‘Agents tend to have their heads around mainstream cruising now and that’s great, but the next frontier is to get into the nitty gritty of small ship operations around the world,’ says Cruise World’s Joe O’Sullivan.
O’Sullivan sees particular potential for this sector in the USA, especially with the increased airlift coming on stream and the off-putting expense that can come with ‘build-your-own’ itineraries.
‘When the dollar is not so good cruising is an even better proposition. So much is already included in the price and the agent gets commission on everything.’
O’Sullivan points to operators such as AQV (formerly American Queen Voyages) that operates not only on the Upper Mississippi (easily accessible from the gateway of Chicago), and Lower Mississippi (Houston), but also the Snake and Columbia Rivers (San Francisco and Vancouver).
He says expedition and luxury cruising to Alaska is gaining big traction here with lines such as Silversea, Seabourn and UnCruise to name just a few.
‘Alaska is huge, so there are so many other options to suit particular clients.’
He says agents should also be thinking of coastal cruising on the East Coast, taking advantage of flights in New York.

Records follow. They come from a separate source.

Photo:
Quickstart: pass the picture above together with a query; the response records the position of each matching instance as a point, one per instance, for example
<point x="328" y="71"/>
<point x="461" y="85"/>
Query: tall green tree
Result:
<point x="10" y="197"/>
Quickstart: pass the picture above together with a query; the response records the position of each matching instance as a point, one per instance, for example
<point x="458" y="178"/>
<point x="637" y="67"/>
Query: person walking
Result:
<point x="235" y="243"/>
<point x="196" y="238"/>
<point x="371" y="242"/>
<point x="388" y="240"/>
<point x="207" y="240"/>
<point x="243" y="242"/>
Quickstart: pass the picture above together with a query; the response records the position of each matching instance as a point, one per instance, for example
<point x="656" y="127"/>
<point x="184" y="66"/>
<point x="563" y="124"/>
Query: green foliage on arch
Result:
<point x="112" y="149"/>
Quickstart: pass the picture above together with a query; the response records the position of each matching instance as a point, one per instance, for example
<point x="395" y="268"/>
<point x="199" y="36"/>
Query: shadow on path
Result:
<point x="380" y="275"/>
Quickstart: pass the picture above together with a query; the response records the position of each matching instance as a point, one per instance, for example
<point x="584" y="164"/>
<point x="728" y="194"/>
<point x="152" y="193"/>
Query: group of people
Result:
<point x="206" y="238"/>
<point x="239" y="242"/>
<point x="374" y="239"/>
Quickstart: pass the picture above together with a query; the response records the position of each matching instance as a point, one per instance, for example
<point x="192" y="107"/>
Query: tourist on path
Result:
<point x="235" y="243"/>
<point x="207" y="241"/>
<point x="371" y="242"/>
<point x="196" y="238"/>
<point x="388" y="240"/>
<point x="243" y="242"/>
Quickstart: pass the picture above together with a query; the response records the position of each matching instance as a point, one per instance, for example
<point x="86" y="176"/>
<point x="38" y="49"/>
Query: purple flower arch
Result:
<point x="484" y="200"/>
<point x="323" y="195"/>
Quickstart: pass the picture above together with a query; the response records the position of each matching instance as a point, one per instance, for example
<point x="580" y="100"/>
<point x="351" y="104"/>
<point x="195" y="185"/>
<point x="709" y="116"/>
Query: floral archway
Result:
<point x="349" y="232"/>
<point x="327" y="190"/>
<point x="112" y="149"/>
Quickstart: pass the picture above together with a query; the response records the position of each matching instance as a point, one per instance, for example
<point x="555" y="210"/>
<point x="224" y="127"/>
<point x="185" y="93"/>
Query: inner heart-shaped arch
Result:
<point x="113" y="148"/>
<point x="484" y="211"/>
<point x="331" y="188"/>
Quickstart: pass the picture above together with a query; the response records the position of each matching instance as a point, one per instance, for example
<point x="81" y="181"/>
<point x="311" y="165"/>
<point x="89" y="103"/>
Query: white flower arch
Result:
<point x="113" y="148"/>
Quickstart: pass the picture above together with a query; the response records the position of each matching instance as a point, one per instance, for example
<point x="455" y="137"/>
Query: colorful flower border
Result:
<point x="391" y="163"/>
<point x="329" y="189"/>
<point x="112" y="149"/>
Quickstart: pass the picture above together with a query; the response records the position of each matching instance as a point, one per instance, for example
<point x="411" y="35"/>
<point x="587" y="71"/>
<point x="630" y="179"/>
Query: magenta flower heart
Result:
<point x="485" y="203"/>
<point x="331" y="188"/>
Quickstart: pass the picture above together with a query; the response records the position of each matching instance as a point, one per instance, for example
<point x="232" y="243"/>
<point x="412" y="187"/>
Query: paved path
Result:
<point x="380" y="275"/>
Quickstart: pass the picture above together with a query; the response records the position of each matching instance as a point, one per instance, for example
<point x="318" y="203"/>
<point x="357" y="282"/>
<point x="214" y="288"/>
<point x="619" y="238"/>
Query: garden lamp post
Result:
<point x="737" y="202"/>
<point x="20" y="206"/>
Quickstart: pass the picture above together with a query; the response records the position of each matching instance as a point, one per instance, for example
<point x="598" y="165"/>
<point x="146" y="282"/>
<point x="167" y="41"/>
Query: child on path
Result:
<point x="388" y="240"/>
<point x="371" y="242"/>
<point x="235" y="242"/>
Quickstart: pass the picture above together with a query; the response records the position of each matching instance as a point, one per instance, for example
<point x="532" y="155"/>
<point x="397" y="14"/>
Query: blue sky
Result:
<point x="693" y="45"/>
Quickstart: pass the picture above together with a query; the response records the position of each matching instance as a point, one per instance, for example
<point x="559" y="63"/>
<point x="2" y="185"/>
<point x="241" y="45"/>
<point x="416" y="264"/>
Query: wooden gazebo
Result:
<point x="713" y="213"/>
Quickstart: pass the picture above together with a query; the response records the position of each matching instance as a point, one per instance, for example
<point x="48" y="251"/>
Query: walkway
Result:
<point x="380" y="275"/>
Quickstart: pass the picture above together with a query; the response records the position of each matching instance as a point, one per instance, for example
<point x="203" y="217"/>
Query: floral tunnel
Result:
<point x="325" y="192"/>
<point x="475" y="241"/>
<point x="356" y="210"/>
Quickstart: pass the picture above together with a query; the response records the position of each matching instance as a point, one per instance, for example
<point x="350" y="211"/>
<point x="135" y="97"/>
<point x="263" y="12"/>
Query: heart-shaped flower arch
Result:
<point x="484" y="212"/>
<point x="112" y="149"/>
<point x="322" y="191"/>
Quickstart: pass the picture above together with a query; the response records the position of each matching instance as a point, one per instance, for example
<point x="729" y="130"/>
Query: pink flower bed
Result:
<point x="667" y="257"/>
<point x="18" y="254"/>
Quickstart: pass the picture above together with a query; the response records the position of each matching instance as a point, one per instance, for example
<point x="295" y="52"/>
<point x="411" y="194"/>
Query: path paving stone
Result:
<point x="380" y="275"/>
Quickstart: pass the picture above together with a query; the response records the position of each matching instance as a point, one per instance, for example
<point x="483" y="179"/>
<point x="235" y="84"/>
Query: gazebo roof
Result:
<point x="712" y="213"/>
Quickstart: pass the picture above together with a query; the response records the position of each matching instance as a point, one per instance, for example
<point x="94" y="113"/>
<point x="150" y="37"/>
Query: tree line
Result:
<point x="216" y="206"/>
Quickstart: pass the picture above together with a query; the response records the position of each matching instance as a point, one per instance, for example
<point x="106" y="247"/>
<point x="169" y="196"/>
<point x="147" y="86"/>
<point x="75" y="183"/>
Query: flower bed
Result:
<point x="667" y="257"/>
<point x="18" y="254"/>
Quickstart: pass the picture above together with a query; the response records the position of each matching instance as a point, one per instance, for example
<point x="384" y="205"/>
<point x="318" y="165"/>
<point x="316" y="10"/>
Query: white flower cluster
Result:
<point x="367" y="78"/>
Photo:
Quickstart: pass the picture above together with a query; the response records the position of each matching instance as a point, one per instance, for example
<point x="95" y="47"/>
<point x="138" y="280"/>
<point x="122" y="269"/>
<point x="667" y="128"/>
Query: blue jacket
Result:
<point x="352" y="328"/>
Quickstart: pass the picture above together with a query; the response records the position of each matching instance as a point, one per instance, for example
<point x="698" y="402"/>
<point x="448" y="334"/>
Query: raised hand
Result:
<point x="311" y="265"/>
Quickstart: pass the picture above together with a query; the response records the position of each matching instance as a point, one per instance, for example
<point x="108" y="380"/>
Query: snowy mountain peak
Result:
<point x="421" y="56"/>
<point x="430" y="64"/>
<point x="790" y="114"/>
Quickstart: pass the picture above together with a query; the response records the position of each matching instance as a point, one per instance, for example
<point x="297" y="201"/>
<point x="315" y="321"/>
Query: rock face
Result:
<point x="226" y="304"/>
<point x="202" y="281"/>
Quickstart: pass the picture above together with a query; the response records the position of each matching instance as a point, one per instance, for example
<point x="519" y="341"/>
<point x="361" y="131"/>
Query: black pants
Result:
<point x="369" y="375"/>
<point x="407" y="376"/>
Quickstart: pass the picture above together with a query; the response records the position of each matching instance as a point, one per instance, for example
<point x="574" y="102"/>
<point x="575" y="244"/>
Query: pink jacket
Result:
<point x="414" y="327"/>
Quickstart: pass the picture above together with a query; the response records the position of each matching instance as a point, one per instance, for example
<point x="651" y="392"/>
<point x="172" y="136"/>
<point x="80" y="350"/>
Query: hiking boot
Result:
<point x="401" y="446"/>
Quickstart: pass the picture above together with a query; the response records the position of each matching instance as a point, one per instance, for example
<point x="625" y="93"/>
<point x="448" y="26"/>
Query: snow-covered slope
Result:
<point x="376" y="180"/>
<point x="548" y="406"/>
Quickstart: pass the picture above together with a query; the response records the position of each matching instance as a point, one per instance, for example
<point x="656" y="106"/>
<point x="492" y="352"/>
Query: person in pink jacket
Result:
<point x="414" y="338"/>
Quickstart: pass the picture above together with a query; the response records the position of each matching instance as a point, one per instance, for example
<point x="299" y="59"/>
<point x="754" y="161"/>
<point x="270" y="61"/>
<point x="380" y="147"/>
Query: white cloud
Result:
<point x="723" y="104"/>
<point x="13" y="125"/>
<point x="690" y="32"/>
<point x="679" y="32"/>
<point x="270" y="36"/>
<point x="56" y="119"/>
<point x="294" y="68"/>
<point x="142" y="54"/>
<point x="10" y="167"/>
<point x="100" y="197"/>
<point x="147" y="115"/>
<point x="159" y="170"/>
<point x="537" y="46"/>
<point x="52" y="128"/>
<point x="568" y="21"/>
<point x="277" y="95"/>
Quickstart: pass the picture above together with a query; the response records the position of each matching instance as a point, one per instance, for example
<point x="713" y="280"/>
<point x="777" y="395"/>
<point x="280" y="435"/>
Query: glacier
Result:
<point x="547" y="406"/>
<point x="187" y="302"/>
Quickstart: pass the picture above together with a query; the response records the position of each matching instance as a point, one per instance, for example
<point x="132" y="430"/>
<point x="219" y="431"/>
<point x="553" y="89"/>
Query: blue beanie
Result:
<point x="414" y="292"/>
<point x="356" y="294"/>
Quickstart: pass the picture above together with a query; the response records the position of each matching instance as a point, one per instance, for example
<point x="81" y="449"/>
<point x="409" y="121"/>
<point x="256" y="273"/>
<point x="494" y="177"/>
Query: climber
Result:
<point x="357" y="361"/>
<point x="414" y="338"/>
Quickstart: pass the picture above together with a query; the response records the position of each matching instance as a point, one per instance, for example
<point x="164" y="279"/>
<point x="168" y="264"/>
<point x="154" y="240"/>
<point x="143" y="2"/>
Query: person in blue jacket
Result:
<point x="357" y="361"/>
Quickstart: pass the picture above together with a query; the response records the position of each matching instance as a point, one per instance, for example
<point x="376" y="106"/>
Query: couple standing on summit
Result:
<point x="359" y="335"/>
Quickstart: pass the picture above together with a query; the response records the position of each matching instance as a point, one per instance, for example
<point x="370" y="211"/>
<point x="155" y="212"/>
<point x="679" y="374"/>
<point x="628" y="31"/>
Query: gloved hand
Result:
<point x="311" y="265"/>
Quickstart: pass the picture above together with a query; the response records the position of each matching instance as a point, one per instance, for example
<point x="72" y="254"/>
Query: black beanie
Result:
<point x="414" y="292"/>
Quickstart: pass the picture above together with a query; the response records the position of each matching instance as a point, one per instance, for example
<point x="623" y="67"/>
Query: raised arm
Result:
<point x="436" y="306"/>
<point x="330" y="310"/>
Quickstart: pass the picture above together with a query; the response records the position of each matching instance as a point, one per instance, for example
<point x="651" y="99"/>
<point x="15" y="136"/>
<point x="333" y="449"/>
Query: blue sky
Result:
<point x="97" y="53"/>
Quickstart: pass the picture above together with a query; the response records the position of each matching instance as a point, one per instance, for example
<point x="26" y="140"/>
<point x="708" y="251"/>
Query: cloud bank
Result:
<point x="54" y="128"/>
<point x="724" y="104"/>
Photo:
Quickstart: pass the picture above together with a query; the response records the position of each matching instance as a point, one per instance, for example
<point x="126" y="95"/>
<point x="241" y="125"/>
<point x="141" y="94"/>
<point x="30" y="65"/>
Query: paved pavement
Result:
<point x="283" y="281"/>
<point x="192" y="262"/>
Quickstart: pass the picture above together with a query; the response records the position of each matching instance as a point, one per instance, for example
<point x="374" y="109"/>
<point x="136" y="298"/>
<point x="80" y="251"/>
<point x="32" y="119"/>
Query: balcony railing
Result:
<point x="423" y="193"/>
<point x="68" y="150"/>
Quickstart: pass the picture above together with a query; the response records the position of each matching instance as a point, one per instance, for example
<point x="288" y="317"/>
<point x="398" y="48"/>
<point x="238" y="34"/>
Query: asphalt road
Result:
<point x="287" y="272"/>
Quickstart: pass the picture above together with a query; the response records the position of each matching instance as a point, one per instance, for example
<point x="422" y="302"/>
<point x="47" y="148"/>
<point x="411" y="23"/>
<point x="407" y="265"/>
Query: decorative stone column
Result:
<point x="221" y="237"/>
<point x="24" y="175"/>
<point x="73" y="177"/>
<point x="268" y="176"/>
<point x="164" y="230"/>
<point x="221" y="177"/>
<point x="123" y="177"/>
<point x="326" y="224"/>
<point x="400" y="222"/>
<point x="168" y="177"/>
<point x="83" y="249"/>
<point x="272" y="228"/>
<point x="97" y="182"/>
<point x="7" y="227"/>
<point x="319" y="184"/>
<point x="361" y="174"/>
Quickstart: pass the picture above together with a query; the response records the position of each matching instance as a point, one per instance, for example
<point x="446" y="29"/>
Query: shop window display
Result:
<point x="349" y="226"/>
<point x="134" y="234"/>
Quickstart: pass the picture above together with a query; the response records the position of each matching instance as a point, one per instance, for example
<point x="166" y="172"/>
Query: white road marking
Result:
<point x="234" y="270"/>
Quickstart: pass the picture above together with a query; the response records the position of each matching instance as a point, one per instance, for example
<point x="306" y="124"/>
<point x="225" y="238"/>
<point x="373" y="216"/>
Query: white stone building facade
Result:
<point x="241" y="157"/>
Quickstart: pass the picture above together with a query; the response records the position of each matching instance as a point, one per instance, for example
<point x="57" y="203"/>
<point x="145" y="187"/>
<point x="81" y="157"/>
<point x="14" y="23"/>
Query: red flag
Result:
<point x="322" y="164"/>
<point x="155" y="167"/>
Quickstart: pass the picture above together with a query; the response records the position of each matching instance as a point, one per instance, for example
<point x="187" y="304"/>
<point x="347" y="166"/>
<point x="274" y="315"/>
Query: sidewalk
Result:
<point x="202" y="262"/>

He says most agents would not even consider suggesting a cruise on the Great Lakes, Ohio River or Cumberland River but these are areas that would appeal to many clients.
‘Many of these small ship cruises offer pre and post as well as excursions. Agents don’t really need to know a lot about the areas they cruise in – they just need to make a phone call.’
O’Sullivan’s comments as Cruise Month is about to move into its third week.
‘These cruises tend to be high-end product, so they are expensive. That means more commission and happier clients. We tend to make the mistake that people are happy if they don’t pay much – but if you have the right client they would rather spend the money for a quality experience.’